The second session, from October 9, 1965, is straight through, straight ahead.  Sonny Rollins’ “Airegin,” the standard “Indian Summer,” and Miles Davis’ “Solar” all nicely rendered, with pizzazz.

The set, considered in its entirety, seems to say Bob James could have taken several different paths in his jazz journey: one on the sunny side of the street as a melodically bright, Ahmad Jamal-style piano trio guy, or taking a wild ride along a zig zagging road to a Stockhausen-esque avant-garde approach, instead of following his muse to wonderful success in the creation and the shaping the fusion/smooth jazz sound.

And, it should be mentioned, the guy who recorded these two sessions was George Klabin, founder, and co-president of Resonance Records, who was nineteen years old at the time, and continues to find great music from the past, from Eric Dolphy, Bill Evans, Wes Montgomery, Nat King Cole to Bob James and more.

AllMusic 4 out of 5

The superb collection Bob James – The Lost 1965 New York Studio Sessions finds acclaimed pianist Bob James leading two separate trio dates during the early years of his career. Recorded by Resonance Records’ founder and co-president George Klabin while a freshman at Columbia University, the recordings capture James during a period in which he was working as a sideman with singer Sarag Vaughan and before he had established himself as a titan of crossover jazz, funk, and pop. The album is an almost perfect balance between the hard-swinging sophistication of his debut and the more avant-garde experimentalism of his follow-up.
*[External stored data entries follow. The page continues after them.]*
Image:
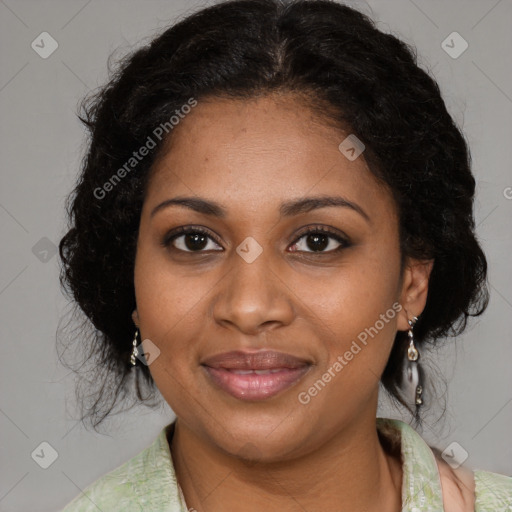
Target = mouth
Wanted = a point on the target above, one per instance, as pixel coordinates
(255, 376)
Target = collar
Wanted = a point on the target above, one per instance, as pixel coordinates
(421, 484)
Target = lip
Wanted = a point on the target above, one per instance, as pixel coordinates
(255, 375)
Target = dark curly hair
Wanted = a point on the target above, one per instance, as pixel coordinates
(353, 75)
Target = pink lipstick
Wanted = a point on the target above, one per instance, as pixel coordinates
(255, 375)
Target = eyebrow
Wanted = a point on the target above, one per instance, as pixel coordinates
(287, 209)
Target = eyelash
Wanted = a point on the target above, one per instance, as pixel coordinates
(173, 235)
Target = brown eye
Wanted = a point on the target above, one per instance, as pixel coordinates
(320, 240)
(189, 239)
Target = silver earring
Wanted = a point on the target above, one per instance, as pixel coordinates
(412, 378)
(135, 351)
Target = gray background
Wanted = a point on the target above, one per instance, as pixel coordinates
(41, 145)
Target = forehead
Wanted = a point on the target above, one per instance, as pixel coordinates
(259, 152)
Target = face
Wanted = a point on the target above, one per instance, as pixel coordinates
(319, 286)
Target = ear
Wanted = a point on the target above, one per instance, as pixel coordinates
(413, 296)
(135, 317)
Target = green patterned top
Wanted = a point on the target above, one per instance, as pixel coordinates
(147, 482)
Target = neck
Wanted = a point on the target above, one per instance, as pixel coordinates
(351, 471)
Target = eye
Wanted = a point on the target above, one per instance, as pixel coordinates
(190, 239)
(318, 239)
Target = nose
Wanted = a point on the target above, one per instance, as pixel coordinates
(252, 297)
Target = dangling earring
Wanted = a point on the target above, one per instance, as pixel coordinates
(412, 378)
(135, 351)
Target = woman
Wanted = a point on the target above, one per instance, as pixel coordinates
(276, 201)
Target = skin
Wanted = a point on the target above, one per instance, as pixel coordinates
(250, 156)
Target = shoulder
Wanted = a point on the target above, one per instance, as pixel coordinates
(479, 491)
(113, 491)
(493, 491)
(145, 482)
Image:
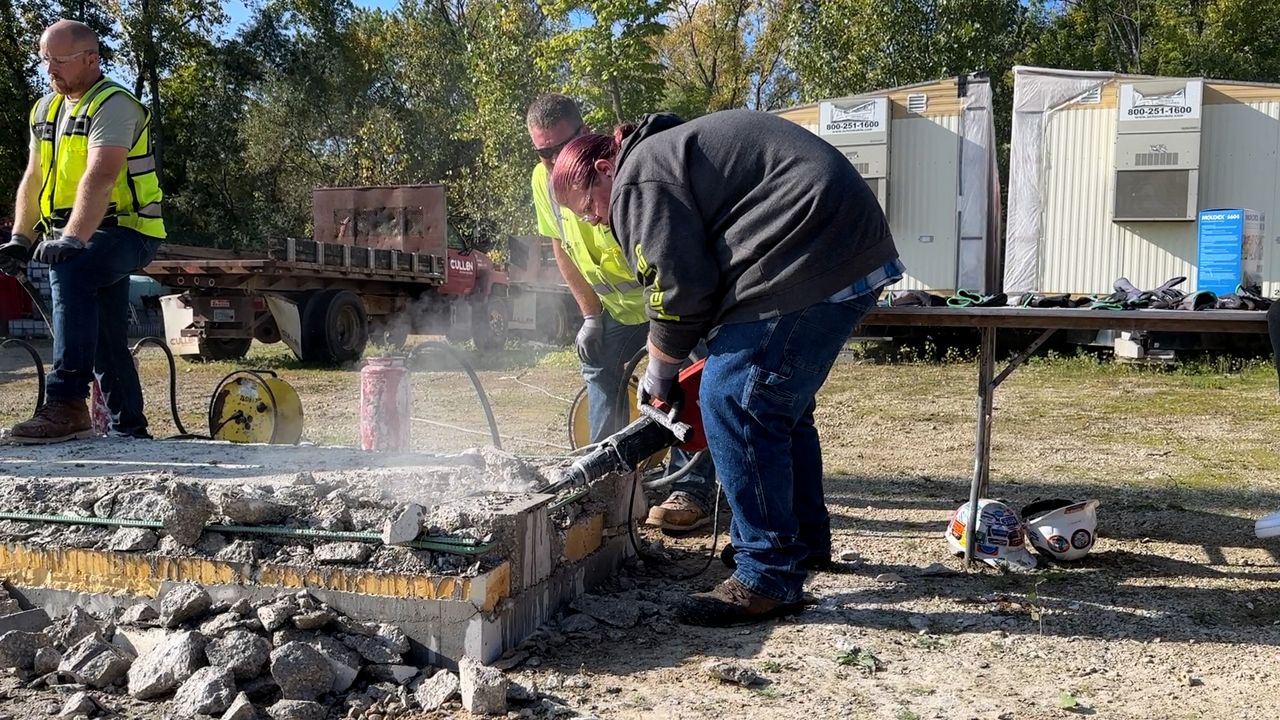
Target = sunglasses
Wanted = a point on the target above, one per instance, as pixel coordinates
(552, 151)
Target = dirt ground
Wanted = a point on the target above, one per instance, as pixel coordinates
(1175, 614)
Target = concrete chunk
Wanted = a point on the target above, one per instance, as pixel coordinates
(94, 662)
(484, 689)
(183, 602)
(46, 661)
(438, 689)
(297, 710)
(301, 671)
(208, 691)
(241, 709)
(405, 525)
(617, 613)
(168, 665)
(250, 506)
(76, 625)
(138, 614)
(78, 705)
(275, 615)
(374, 650)
(344, 661)
(240, 651)
(18, 648)
(343, 552)
(132, 540)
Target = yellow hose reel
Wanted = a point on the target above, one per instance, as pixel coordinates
(255, 406)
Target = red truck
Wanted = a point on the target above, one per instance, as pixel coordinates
(383, 263)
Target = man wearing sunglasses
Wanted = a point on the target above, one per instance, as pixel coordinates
(612, 301)
(92, 194)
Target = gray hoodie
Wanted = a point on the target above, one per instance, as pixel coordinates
(736, 217)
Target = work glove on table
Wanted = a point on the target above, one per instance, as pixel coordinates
(659, 382)
(14, 254)
(590, 340)
(58, 249)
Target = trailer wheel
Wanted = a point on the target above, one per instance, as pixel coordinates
(215, 349)
(334, 327)
(490, 323)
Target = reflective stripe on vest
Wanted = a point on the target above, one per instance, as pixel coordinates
(603, 265)
(136, 197)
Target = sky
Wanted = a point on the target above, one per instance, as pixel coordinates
(240, 13)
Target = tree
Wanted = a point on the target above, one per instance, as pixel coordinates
(608, 55)
(722, 54)
(156, 33)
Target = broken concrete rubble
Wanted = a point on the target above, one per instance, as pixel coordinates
(168, 665)
(241, 709)
(405, 525)
(208, 691)
(297, 710)
(18, 648)
(301, 671)
(94, 662)
(242, 652)
(484, 689)
(438, 689)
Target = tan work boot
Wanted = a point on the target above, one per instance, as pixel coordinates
(731, 604)
(677, 515)
(58, 420)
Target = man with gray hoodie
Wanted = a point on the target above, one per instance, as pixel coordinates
(757, 235)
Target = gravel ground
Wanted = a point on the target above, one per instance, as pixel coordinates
(1173, 615)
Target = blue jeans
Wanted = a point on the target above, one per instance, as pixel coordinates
(91, 323)
(608, 414)
(758, 400)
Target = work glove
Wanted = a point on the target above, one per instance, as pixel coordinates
(590, 340)
(659, 383)
(59, 249)
(14, 254)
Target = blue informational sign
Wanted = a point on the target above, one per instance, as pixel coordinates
(1221, 250)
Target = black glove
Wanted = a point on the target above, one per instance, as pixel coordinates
(659, 382)
(589, 338)
(59, 249)
(14, 254)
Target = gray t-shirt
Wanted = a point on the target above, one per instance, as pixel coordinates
(118, 123)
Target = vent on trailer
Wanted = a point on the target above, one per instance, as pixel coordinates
(1157, 150)
(859, 128)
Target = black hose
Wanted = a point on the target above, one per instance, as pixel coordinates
(475, 383)
(40, 367)
(173, 384)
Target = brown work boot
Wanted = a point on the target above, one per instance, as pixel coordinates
(677, 515)
(58, 420)
(731, 604)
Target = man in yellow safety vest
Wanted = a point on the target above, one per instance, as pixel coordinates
(612, 301)
(92, 194)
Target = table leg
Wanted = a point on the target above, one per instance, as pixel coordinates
(982, 456)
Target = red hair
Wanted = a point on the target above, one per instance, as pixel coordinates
(575, 167)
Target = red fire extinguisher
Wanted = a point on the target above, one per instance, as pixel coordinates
(384, 405)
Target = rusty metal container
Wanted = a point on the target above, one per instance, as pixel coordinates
(408, 218)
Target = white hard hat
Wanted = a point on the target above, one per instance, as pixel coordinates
(1064, 529)
(999, 538)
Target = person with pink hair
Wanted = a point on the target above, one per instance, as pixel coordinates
(759, 237)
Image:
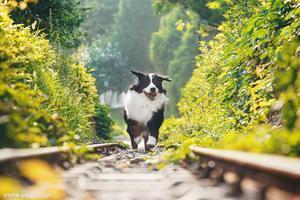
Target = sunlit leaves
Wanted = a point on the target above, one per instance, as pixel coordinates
(247, 75)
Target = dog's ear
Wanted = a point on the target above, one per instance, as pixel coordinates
(137, 73)
(165, 78)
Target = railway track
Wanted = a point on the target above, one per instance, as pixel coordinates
(133, 174)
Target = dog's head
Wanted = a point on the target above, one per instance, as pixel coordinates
(150, 84)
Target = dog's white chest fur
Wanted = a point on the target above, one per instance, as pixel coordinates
(139, 108)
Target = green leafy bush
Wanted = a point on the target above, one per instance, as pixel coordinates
(172, 52)
(46, 98)
(58, 19)
(246, 81)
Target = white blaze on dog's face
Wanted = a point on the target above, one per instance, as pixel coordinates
(150, 84)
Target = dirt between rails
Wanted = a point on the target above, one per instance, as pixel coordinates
(129, 174)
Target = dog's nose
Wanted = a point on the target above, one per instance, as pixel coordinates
(150, 146)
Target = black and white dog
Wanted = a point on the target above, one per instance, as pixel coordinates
(144, 107)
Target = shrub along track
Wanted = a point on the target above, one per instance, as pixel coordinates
(132, 174)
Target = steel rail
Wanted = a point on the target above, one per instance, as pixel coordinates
(12, 154)
(271, 170)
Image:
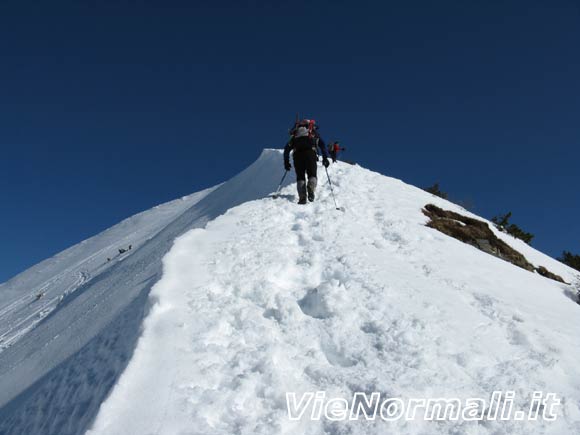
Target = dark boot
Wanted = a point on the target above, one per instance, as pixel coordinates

The first session here, recorded in January of 1965, finds James backed by a fellow Vaughan bandmate, bassist Larry Rockwell, as well as drummer Robert Pozar, whom James had known since his days at the University of Michigan. Following the dusky, minor-tinged “Serenata,” James moves to the boundary-pushing “Variations,” a spare, classical ballad punctuated by eerie spinning metal plate noises, percussive bass knocks, and James’ own crystalline piano accents.
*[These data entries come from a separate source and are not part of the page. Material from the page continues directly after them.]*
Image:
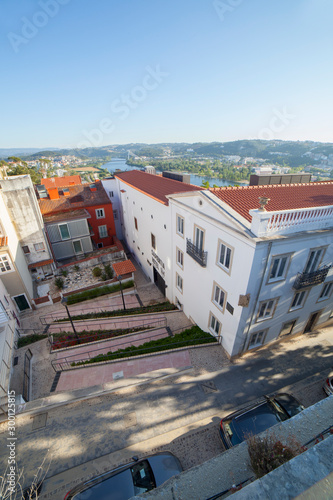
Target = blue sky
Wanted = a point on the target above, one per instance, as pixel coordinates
(79, 73)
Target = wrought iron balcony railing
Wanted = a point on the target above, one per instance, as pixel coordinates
(198, 255)
(311, 279)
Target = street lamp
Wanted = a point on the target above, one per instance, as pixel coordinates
(119, 278)
(64, 303)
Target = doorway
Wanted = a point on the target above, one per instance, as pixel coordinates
(159, 281)
(312, 321)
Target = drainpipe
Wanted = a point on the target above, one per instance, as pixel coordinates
(257, 297)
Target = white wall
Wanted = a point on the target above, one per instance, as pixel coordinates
(198, 282)
(152, 217)
(111, 189)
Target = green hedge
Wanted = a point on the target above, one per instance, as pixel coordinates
(163, 306)
(29, 339)
(97, 292)
(192, 336)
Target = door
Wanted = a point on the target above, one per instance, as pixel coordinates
(77, 246)
(159, 281)
(311, 322)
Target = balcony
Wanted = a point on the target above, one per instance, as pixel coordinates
(304, 280)
(198, 255)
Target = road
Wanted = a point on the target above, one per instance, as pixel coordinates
(145, 417)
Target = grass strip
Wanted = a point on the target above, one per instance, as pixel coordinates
(190, 337)
(97, 292)
(163, 306)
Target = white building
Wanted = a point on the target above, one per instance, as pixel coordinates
(242, 273)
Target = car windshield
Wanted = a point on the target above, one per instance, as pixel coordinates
(254, 421)
(143, 478)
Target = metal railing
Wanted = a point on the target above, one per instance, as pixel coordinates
(304, 280)
(198, 255)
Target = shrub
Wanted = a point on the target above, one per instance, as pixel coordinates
(267, 453)
(59, 283)
(97, 272)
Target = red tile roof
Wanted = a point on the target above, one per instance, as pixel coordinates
(282, 196)
(80, 196)
(124, 267)
(67, 180)
(155, 186)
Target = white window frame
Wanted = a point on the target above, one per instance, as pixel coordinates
(199, 238)
(64, 224)
(225, 262)
(179, 283)
(300, 298)
(214, 325)
(153, 240)
(180, 225)
(100, 213)
(257, 339)
(267, 308)
(4, 262)
(41, 249)
(180, 258)
(77, 253)
(279, 265)
(327, 289)
(314, 262)
(217, 294)
(103, 229)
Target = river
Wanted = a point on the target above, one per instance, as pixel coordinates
(120, 164)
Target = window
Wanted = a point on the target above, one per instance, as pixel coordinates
(314, 260)
(5, 264)
(180, 258)
(219, 297)
(64, 231)
(198, 238)
(256, 339)
(77, 246)
(224, 256)
(287, 328)
(298, 300)
(278, 268)
(153, 241)
(39, 247)
(103, 231)
(180, 225)
(266, 309)
(326, 291)
(214, 325)
(179, 282)
(100, 214)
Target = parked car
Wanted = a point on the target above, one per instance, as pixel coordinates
(257, 417)
(128, 480)
(328, 386)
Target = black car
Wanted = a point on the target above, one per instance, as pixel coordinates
(257, 417)
(129, 480)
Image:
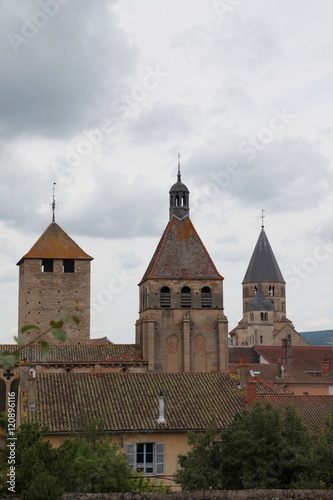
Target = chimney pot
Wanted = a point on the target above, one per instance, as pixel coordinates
(251, 392)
The second session, recorded in October of 1965, is more straight-ahead with James backed by Detroit-born bassist Bill Wood and drummer Omar Clay (also a member of Vaughan’s band).  Together, they play in an adroit, hard bop style, digging into several standards, including a nuanced version of Miles Davis’ “Solar” and a speedy reading of Sonny Rollins’ “Airegin.” We also get a gorgeous rendition of the classic Victor Hubert ballad “Indian Summer.”

While James would go on to achieve his biggest successes in the crossover jazz field, The Lost 1965 New York Studio Sessions further underlines just how willing he was to both play by and significantly bend the rules of jazz early in his career.

Jazz Times

Before he became one of the biggest stars of smooth jazz, pianist Bob James was finding his voice. His first two albums might stun many of his present-day fans. His debut, 1963’s Bold Conceptions, is daring bebop with free-jazz fringes, and 1965’s Explosions is an avant-garde adventure, one of the first jazz records to incorporate electronics. Now, 55 years after its parts were recorded, comes The Lost 1965 New York Studio Sessions, and it continues the explorations James undertook before he went mainstream.
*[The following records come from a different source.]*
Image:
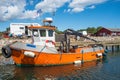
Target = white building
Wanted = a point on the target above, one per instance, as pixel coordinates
(21, 28)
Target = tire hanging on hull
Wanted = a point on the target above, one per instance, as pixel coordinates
(6, 51)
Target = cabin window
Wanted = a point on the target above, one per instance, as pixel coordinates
(50, 33)
(21, 27)
(35, 33)
(43, 33)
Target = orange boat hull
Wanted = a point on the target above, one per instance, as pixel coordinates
(47, 59)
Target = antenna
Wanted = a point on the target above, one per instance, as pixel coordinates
(48, 20)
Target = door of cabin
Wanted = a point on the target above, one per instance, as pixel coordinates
(36, 37)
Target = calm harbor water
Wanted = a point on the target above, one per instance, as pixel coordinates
(107, 69)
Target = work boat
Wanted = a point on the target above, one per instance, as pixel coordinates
(43, 52)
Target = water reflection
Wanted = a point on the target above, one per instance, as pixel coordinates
(107, 69)
(44, 73)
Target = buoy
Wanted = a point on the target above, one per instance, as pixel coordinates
(99, 54)
(29, 54)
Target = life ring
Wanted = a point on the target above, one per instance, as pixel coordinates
(6, 51)
(47, 41)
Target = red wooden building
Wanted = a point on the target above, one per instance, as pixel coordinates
(108, 32)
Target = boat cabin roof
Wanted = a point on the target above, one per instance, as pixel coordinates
(43, 27)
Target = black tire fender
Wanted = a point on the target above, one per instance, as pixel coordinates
(6, 51)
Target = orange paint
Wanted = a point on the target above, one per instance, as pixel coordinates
(45, 59)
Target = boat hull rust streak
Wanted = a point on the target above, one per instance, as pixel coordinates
(46, 59)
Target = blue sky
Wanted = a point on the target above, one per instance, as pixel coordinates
(75, 14)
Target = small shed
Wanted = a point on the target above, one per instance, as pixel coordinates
(108, 32)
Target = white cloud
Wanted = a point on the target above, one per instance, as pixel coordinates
(50, 5)
(11, 9)
(92, 7)
(80, 5)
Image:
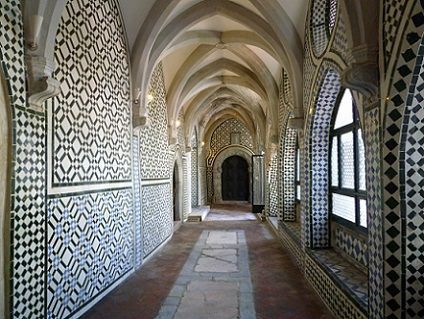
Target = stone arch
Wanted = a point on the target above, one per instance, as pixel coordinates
(412, 181)
(289, 163)
(158, 38)
(241, 151)
(5, 160)
(317, 146)
(178, 187)
(323, 15)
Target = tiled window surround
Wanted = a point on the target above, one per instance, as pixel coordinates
(340, 270)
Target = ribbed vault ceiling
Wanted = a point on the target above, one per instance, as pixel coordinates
(220, 57)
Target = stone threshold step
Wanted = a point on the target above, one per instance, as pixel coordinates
(198, 214)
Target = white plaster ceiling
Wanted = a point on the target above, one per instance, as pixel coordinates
(206, 46)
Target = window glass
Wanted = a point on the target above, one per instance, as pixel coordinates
(361, 157)
(344, 114)
(363, 212)
(347, 160)
(344, 206)
(347, 174)
(334, 163)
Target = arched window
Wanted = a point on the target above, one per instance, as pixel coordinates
(348, 192)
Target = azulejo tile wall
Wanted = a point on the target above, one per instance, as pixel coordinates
(414, 182)
(138, 243)
(90, 246)
(27, 216)
(156, 164)
(194, 171)
(351, 245)
(289, 162)
(375, 219)
(154, 150)
(156, 206)
(90, 119)
(90, 217)
(335, 298)
(318, 147)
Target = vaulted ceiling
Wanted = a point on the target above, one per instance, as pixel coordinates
(220, 57)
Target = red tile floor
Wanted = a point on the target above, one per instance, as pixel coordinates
(280, 290)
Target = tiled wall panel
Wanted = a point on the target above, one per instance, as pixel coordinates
(154, 150)
(330, 293)
(401, 87)
(91, 118)
(90, 246)
(27, 216)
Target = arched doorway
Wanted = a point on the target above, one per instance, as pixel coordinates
(235, 179)
(177, 192)
(5, 150)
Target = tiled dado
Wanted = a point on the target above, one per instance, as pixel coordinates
(291, 243)
(335, 298)
(157, 219)
(90, 247)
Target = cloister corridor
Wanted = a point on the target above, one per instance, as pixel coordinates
(274, 287)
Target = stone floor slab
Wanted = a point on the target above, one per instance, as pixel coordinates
(222, 238)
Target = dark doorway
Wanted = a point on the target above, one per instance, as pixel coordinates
(235, 179)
The album captures two trios nine months apart. They’re very different. The first, with bassist Larry Rockwell and drummer Robert Pozar, is alternately melodic and out there. The covers include a sprightly bop take on Leroy Anderson’s “Serenata”. “Variations” is the weirdest tune, pitting James’ lovely melody against noises whose origins aren’t completely identifiable but call to mind horror-movie scenes and cartoon violence sound effects.

The second trio, with bassist Bill Wood and drummer Omar Clay, takes a more traditional approach, the kind that James would employ again 30 years later with his superb trio album Straight Up. Two standards — Sonny Rollins’ “Airegin” and Miles Davis’ “Solar”— get straightforward hard-bop treatments, and the old big-band ballad “Indian Summer” acquires a makeover as a quiet trio piece. The nine-minute “Long Forgotten Blues” lets each musician put his own imprint on an uncredited blues. Notable is that this ambitious, talented, and very young pianist resists any urge to throw a lot of notes at the wall. The Lost 1965 New York Studio Sessions unearths a missing piece of a major star’s development.